Too Many High-Profile Iranians Are Missing, including Nuclear Scientists
Iran’s political and intelligence leaders are gravely concerned by the disappearance abroad of four high-profile officials in mysterious circumstances. Two are nuclear scientists and may be privy to Iran's darkest secrets.
Tehran suspects that the US, aided by he Israeli Mossad and Saudi intelligence, are behind the disappearances. Iranian foreign minister Manoucher Mottaki openly accused the United States of involvement in one case, that of Shahram Amiri, a member of Tehran University's nuclear physics department which had a hand in the construction of the nuclear facility near Qom.
Amiri dropped out of sight last May while on a pilgrimage to Mecca. In a statement issued after a cabinet meeting in Tehran on Oct. 7, Mottaki said documents in hand proved “US interference”.
State Department spokesman Ian Kelly denied any information about “this individual” while the Saudis dismissed reports that he had applied for political asylum.
The fuss the Iranians are making about the scientist's disappearance indicates he must be a valuable source of information about their concealed nuclear projects. They are still smarting over the case of Alireza Asgari, the deputy minister in charge of Iran's nuclear ties with Syria, who dropped out of sight in Istanbul in March 2007. Tehran has always suspected he headed straight for a flight to the United States and is in Washington up to the present day, unrecognizable after undergoing plastic surgery to alter his appearance.
The Iranians believe he is attached to a Pentagon team working on the Iranian nuclear issue.
The circumstances of the two disappearances are very similar. (More details of the Shahram Amiri case appear in HOT POINTS below)
A diplomat in Pakistan, a purchasing agent in Georgia
Amiri and Asgari are not the only missing high-profile Iranians.
One of their diplomats in Islamabad has vanished, apparently kidnapped by a radical Sunni group.
His name has never been disclosed, but his alias in Pakistan was Mahmoud Ziaee and his job, DEBKA-Net-Weekly reveals, was the supervision of clandestine liaison between Tehran and Pakistani nuclear scientists.

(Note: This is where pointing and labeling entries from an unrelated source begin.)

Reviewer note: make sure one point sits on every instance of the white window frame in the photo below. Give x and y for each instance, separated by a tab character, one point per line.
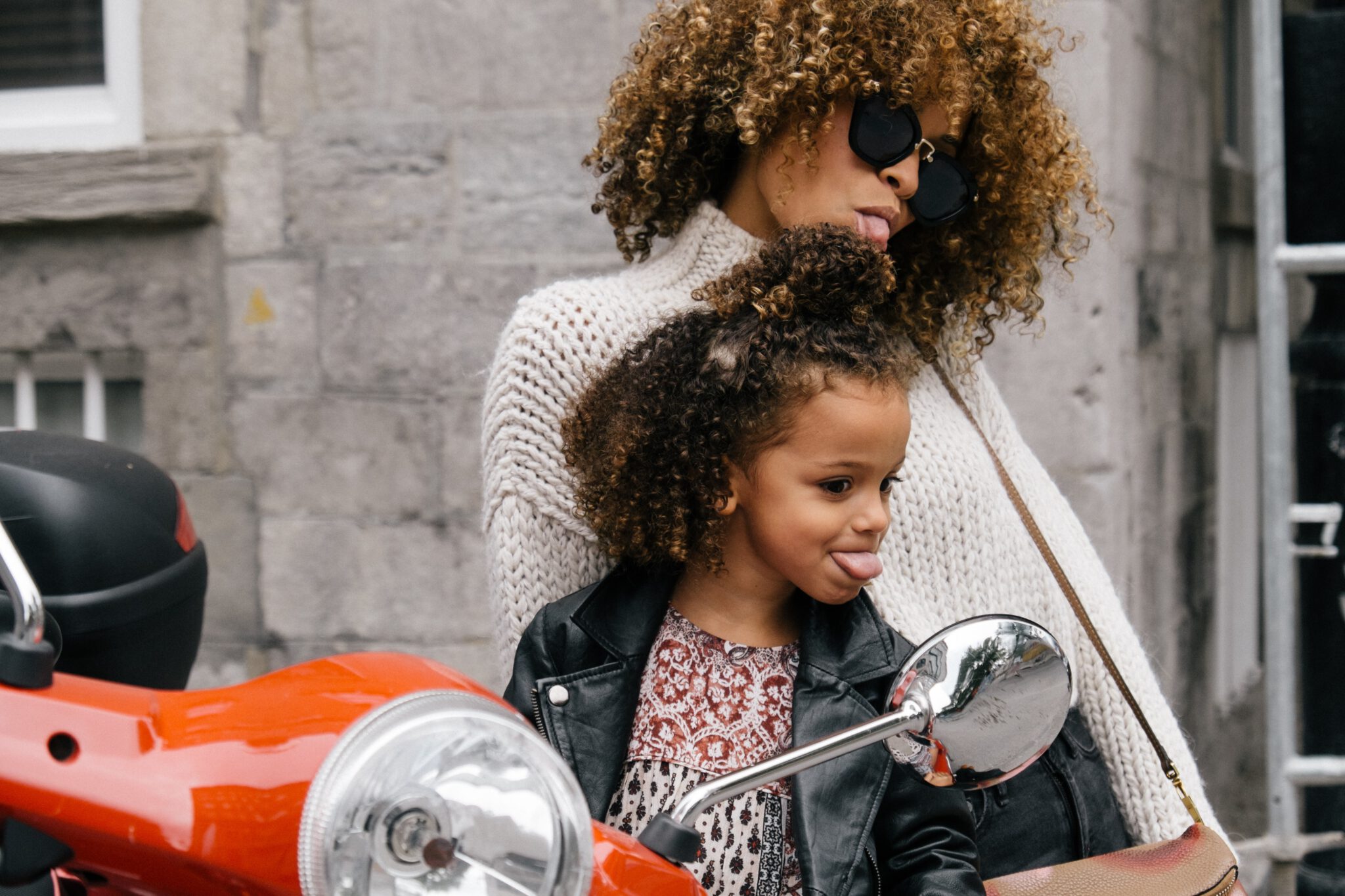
87	117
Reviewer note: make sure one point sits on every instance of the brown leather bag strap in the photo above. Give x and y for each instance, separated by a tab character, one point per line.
1049	557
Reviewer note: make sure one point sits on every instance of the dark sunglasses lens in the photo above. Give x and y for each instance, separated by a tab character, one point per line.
944	192
880	135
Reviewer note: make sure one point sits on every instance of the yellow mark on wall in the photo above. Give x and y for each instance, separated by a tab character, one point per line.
259	309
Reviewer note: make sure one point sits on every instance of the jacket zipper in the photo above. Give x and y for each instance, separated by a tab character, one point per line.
1227	887
537	715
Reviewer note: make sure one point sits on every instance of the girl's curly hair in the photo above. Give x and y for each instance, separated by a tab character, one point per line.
651	438
708	77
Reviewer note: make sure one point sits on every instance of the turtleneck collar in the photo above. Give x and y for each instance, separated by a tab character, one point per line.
707	246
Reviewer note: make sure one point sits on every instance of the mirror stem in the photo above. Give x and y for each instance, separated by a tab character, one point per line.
23	591
674	837
26	660
908	716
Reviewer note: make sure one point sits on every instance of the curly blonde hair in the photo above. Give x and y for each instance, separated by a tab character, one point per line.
708	77
651	438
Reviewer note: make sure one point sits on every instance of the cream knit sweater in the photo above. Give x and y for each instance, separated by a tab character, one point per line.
957	547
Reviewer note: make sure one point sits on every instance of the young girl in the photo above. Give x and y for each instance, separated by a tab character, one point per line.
734	120
738	461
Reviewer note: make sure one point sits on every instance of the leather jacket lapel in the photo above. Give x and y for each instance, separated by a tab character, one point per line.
591	725
835	803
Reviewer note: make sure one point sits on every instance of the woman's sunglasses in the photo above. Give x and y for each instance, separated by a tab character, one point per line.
883	136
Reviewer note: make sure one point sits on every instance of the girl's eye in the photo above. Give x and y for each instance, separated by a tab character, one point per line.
835	486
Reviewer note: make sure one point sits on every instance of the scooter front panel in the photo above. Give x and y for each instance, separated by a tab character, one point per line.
190	792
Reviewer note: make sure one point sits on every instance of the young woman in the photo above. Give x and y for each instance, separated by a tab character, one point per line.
740	117
738	463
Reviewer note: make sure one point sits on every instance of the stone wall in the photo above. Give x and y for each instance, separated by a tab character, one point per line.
340	202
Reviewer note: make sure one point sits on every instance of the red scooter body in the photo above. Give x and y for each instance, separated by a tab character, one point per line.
202	792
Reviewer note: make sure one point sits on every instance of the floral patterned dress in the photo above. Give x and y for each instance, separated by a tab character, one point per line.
709	707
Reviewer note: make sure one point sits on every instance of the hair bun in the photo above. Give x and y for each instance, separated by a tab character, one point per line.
813	272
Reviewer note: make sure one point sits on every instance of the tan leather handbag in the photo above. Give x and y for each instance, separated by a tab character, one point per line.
1196	864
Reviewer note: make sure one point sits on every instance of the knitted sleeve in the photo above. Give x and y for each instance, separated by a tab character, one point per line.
1152	806
537	551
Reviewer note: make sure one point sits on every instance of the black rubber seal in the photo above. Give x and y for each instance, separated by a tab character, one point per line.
673	840
24	664
29	853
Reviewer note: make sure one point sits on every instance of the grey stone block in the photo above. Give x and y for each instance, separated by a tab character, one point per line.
340	456
403	320
463	459
155	184
359	582
369	182
254	205
222	666
185	412
272	309
194	56
433	54
288	92
346	53
541	54
108	288
523	195
225	516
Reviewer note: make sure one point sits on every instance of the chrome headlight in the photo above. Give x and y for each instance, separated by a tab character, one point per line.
444	792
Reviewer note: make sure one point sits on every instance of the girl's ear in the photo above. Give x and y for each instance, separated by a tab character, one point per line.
730	503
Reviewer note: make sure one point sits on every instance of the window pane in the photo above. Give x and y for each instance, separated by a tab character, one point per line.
50	43
61	409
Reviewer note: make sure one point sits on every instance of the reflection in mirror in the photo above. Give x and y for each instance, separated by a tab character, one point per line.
994	692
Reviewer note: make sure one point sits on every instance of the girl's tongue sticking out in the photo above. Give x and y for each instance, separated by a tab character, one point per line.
875	227
858	565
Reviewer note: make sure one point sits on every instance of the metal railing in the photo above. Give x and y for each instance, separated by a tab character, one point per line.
95	395
1275	261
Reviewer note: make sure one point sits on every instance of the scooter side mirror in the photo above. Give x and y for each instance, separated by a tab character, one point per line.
973	706
993	692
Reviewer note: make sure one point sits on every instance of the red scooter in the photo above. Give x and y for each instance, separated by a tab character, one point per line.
355	774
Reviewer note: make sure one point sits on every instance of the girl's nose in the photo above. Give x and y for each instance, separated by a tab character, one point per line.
904	177
873	515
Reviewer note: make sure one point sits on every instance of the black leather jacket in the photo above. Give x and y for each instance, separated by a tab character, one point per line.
862	825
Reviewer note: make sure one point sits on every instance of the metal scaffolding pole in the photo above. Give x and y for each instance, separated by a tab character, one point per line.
1275	438
1275	261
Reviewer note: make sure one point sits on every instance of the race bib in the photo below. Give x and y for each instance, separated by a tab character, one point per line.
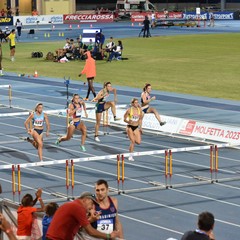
105	225
38	123
79	112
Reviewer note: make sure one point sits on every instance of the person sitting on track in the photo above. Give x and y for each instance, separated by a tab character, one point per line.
104	215
102	105
25	214
133	117
204	230
75	113
146	99
38	117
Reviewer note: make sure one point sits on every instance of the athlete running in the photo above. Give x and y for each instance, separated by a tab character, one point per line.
146	99
75	109
102	105
133	117
38	117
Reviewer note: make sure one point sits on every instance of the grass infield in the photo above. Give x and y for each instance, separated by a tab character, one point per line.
203	65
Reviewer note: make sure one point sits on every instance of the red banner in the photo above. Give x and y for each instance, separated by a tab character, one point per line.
139	17
87	18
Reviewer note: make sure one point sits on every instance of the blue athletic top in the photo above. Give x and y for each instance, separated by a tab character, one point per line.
106	222
38	120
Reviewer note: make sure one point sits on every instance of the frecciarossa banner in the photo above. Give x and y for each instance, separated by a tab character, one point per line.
216	15
87	18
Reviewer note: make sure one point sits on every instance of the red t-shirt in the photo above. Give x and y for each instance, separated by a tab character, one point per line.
24	220
67	221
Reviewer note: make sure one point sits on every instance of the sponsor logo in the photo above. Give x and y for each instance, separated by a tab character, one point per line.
89	17
31	19
57	19
5	20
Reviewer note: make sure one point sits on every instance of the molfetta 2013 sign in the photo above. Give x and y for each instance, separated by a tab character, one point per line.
87	18
6	21
211	131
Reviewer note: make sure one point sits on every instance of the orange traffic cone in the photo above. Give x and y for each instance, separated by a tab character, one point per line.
35	74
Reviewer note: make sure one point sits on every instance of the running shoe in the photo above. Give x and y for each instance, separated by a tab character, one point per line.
57	141
131	159
162	123
97	139
83	148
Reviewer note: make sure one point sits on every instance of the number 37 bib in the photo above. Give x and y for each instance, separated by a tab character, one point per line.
105	225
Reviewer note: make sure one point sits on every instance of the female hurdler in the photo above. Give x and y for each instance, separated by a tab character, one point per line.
75	113
38	117
133	117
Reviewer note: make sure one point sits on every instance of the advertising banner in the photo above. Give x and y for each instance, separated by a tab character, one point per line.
87	18
41	20
6	21
205	15
139	17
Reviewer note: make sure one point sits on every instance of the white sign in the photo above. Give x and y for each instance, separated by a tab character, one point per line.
198	11
42	19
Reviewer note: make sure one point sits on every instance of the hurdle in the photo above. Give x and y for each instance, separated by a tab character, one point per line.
18	182
214	163
120	173
9	93
168	168
105	123
69	177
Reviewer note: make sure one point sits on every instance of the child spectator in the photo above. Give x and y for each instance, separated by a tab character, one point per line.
25	214
50	210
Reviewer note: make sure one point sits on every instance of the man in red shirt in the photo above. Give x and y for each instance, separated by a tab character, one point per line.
71	216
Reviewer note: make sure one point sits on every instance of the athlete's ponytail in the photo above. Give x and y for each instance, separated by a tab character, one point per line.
37	105
146	86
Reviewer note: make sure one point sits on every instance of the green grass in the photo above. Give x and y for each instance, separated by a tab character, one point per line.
204	65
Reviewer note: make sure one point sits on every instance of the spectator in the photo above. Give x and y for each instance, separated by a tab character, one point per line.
2	36
110	45
62	51
9	12
70	49
105	212
6	227
117	52
25	214
204	230
17	11
90	71
12	44
19	27
50	210
165	11
1	74
3	13
212	21
35	12
153	19
71	216
146	24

The third Iranian official to vanish is Mohammad Ardebili. He has not been seen since he was sent to Georgia to buy enriched uranium and processing equipment. Iran still does not know whether the man defected willingly or was abducted by CIA agents.

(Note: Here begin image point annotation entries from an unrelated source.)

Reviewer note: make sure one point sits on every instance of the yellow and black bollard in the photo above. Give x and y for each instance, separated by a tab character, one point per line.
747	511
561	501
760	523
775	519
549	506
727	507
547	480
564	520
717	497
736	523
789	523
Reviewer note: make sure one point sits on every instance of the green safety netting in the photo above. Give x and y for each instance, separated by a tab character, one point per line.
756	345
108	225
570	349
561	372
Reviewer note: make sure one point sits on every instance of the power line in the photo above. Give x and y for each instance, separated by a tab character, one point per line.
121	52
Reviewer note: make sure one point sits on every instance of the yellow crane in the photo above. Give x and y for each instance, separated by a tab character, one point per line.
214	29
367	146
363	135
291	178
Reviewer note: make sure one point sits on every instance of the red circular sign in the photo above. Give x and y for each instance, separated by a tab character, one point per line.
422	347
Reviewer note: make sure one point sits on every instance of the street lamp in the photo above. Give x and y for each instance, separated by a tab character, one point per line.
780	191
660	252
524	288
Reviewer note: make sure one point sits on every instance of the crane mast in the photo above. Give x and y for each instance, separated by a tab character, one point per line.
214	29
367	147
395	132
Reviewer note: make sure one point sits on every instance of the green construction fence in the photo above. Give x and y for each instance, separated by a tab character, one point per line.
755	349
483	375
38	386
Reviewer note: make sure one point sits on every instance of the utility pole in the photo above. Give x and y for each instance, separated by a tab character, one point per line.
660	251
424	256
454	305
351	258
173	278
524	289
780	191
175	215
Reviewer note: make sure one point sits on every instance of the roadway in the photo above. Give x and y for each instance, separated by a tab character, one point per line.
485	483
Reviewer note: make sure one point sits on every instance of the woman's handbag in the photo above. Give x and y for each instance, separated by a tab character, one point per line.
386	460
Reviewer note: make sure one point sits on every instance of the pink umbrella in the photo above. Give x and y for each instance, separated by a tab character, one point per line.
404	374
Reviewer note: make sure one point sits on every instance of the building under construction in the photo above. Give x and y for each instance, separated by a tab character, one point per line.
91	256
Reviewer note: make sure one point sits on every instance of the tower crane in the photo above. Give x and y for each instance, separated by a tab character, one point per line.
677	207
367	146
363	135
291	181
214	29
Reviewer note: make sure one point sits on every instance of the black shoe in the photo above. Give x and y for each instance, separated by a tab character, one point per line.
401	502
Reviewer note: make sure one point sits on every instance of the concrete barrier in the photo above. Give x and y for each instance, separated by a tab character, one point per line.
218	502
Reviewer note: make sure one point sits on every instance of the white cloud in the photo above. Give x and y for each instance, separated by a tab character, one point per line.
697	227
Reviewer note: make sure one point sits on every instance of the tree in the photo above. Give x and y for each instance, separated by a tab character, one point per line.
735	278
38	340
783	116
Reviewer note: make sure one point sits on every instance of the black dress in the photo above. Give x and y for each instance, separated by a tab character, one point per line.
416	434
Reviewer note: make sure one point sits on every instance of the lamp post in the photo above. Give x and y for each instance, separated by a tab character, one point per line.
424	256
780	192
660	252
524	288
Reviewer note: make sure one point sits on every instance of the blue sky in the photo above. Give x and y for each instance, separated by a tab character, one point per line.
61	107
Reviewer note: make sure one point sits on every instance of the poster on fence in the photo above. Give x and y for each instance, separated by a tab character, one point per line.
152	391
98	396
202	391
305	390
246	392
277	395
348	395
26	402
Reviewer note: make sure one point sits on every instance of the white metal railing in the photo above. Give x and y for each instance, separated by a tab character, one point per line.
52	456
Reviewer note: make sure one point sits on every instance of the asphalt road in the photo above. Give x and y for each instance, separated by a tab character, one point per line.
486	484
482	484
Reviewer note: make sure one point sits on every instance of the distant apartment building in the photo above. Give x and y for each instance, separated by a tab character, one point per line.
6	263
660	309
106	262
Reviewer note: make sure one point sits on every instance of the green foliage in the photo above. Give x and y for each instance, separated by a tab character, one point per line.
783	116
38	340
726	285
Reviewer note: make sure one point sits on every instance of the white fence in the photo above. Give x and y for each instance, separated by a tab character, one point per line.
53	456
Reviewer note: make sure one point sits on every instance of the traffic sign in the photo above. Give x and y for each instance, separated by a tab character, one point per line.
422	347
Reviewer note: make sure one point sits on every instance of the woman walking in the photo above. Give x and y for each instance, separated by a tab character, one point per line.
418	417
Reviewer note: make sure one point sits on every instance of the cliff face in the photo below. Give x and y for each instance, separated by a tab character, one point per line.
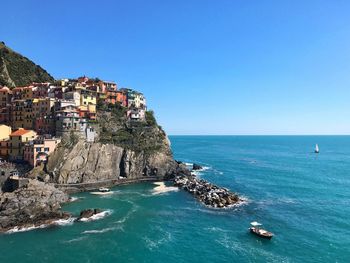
121	151
17	70
37	203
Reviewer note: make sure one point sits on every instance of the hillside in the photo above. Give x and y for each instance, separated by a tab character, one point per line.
121	151
17	70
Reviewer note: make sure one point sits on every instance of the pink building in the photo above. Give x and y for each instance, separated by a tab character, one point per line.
38	151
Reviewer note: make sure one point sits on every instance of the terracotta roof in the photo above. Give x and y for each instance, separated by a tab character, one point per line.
19	132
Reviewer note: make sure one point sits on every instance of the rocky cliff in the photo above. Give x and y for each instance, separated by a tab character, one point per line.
35	204
17	70
122	151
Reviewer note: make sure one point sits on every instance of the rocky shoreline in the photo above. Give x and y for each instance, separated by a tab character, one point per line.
33	205
207	193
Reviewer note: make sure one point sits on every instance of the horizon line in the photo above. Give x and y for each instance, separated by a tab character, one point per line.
258	134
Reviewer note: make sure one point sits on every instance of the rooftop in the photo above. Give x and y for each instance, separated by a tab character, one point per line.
20	132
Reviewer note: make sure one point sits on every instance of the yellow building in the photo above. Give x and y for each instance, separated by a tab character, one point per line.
5	132
43	107
5	96
17	141
27	93
87	97
18	114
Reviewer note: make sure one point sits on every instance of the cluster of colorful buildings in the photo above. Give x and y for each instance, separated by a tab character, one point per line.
33	118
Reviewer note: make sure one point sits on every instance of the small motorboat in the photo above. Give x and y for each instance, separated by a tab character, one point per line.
104	190
257	230
317	150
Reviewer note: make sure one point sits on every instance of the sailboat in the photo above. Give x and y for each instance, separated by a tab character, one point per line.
317	150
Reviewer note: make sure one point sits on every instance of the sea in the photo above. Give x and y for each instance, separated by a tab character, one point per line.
300	196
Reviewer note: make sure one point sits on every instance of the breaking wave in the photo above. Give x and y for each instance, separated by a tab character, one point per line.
98	216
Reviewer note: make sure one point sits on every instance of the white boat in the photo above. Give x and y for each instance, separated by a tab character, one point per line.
317	150
104	190
257	230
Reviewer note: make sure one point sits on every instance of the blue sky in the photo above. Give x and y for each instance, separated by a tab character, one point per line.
205	66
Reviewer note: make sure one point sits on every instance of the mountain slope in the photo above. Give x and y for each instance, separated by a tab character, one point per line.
17	70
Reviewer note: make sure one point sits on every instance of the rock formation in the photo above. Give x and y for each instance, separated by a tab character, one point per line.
37	203
207	193
88	213
122	151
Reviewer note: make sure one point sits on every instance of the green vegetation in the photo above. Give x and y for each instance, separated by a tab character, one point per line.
137	136
70	140
17	70
150	119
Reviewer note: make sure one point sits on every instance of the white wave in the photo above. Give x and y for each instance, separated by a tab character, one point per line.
73	199
104	230
161	188
75	239
17	229
155	243
64	222
97	216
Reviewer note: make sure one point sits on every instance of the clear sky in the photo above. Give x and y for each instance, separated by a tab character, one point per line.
205	66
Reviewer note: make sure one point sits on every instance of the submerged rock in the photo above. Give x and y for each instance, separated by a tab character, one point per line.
87	213
35	204
196	167
207	193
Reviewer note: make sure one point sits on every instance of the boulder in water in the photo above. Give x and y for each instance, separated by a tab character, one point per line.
196	167
87	213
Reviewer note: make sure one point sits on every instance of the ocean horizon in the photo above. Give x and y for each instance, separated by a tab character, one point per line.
300	196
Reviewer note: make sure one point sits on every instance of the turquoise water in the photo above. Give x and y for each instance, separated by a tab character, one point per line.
302	197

Tehran lost a second Iranian scientist two months ago. Under the alias of Heidar Samari, he was employed at the nuclear facility in Isfahan at which raw uranium is converted into a gas before its transfer to Natanz for enrichment by centrifuges.
Tehran is deeply concerned that US or Israeli intelligence has identified some of Iran's senior nuclear scientists and is targeting them for possible abduction or as defectors. In recent months, severe restrictions have been placed on their movements even inside the country. They only travel abroad under close supervision. The scientists and their families have been moved to special living quarters which are kept under constant surveillance.
Tehran was deeply shocked by reports that Israeli prime minister Binyamin Netanyahu provided Moscow with a detailed list of Russian scientists assisting the Iranian nuclear program. Heads of the regime were not reassured by the denial issued Tuesday, Oct. 6, in a statement by a very senior Russian, National Security Council Chairman, Nikolai Patrushev, former chief of the FSB, the Russian secret service.
Tehran is leaning hard on Moscow for a copy of the list, but continues to encounter blank denials of its existence.